Sans the temperature factor, this can be interpreted as the velocity-dependent friction on a microscopic velocity stream, which is one of the principal ingredients in Braginskii’s heuristic pictures (cf. Braginskii’s discussion of his figure 1).
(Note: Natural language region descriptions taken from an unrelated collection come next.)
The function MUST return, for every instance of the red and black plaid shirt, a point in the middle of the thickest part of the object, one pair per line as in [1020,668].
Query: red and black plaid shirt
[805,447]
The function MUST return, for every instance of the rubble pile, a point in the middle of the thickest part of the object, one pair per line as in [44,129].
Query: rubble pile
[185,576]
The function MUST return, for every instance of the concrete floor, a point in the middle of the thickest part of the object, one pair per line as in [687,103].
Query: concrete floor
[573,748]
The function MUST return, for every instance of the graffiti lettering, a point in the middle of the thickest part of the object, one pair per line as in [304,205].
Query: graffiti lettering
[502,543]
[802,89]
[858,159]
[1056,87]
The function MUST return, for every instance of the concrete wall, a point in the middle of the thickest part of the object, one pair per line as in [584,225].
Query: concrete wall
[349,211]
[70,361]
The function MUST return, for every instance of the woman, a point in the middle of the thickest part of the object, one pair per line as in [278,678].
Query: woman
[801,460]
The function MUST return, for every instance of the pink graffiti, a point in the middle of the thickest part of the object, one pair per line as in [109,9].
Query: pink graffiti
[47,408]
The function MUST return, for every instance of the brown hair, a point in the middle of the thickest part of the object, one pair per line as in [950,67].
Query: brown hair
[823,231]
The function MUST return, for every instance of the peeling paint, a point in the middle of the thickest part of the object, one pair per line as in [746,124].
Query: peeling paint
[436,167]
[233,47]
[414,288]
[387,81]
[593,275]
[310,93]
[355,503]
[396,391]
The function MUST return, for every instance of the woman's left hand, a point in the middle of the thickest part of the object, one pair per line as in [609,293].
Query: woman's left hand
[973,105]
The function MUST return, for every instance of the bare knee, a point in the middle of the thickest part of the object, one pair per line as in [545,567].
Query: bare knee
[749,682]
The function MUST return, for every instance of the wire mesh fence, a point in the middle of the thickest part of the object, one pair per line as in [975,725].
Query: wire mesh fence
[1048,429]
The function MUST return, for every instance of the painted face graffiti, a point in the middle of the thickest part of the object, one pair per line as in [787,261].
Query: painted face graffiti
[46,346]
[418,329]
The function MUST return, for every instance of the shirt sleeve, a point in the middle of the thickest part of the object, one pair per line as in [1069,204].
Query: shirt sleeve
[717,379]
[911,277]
Note that upon applying the  $\text{Q}$ that is required in (4.37), one obtains a ket that is orthogonal to  $\langle \boldsymbol{v}|$ :

(4.40) $$\begin{eqnarray}\displaystyle & \displaystyle \frac{1}{v_{\text{t}e}^{2}\unicode[STIX]{x1D70F}_{e}}\left|\bigg[3\sqrt{\frac{\unicode[STIX]{x03C0}}{2}}\left(\frac{v_{\text{t}e}}{v}\right)^{3}-1\bigg]\boldsymbol{v}\right\rangle . & \displaystyle\end{eqnarray}$$

This is, in fact, exactly the ket that multiplies  $m\unicode[STIX]{x0394}\boldsymbol{u}$ in the second line of (3.35); it describes the non-hydrodynamic part of the flow-driven tail on the perturbed distribution function.

The net frictional effect on the microscopic heat flow is given by the cross-correlation between the fluctuating friction force (4.40) and the fluctuating heat flow (4.36). It is easy to see that that correlation gives rise to the same matrix element calculated by Braginskii for the off-diagonal contribution to the heat flow.